Mon travail de peintre se porte, par curiosité et préférence, vers toutes les formes d’architectures et de rythmes. Je cherche à faire surgir une écriture abstraite pour rendre compte de l’organisation ou de la désorganisation d’un paysage, d’une construction, ou, à l’inverse, trouver dans la représentation de grands espaces, l’histoire rythmée, la pulsation, qui s’en dégage.
Mes travaux les plus récents tentent ainsi de représenter l’architecture de la mémoire humaine, le chantier emblématique des Jacobins de Rennes, la tectonique des plaques ou encore le défilement graphique de la taïga le long du transsibérien.
Je me suis donc laissé embarquer avec enthousiasme par Valérie Ferchaud dans l’aventure de la collaboration entre artistes et chercheurs du laboratoire des grands fonds d’Ifremer. J’allais de nouveau apprendre grâce au dessin et à la peinture. Je savais d’expérience, qu’à défaut de combler toute mon ignorance s’agissant de l’océan, les recherches et les épreuves m’enrichiraient à coup sûr. Je devinais que les scientifiques m’apporteraient beaucoup.
La réalité s’avère bien plus riche et le partage de visions bien plus dynamique et créatif que je ne pouvais, à priori, l’imaginer.

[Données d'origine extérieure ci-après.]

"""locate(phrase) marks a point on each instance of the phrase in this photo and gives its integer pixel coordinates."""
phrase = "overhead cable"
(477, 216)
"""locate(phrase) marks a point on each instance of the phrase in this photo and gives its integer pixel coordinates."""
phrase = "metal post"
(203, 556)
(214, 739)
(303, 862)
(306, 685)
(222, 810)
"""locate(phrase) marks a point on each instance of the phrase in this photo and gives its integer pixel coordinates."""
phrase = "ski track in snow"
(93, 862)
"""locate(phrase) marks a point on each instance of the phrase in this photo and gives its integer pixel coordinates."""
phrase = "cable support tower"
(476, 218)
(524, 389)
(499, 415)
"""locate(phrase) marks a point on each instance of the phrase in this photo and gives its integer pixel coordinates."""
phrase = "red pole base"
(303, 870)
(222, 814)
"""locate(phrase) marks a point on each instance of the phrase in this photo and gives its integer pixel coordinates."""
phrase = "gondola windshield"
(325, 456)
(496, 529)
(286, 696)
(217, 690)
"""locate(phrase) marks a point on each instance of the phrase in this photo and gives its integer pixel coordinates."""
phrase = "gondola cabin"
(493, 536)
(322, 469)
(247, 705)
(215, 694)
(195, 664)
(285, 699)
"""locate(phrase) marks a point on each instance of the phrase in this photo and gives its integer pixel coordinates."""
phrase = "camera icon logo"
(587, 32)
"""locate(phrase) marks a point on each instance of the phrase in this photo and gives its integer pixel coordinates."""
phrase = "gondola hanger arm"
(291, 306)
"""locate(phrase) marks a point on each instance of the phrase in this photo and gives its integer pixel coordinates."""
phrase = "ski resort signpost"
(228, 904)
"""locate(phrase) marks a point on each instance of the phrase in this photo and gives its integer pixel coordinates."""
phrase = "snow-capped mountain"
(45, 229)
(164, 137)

Il me semble que nous avons en commun de conjuguer le travail de la tête et des mains, de chercher et d’aimer chercher, de construire et d’inventer en cherchant.
La démarche rigoureuse et scientifique des chercheurs m’est apparue empreinte de poésie, de cette poésie qu’on attribue plus facilement aux artistes, interprètes singuliers du réel. De même, il faut être poète autant que scientifique pour donner un nom à une cheminée hydrothermale qu’on vient de découvrir. J’ai ainsi commencé une série de portraits de cheminées des abysses, là où la vie s’invente.
Je suis frappée par les différences d’échelles qui caractérisent l’océan, du plus minuscule vivant au plus imposant des prédateurs, du plus petit élément minéral au relief le plus grandiose. Comment donner l’idée même de ces différences de taille ? De cette diversité du vivant ? Je tente de me jouer des échelles en me plaçant dans les yeux des scientifiques, qui eux, utilisent leurs microscopes et leur capacité d’agrandissement pour étudier le plus minuscule des vivants de la méiofaune.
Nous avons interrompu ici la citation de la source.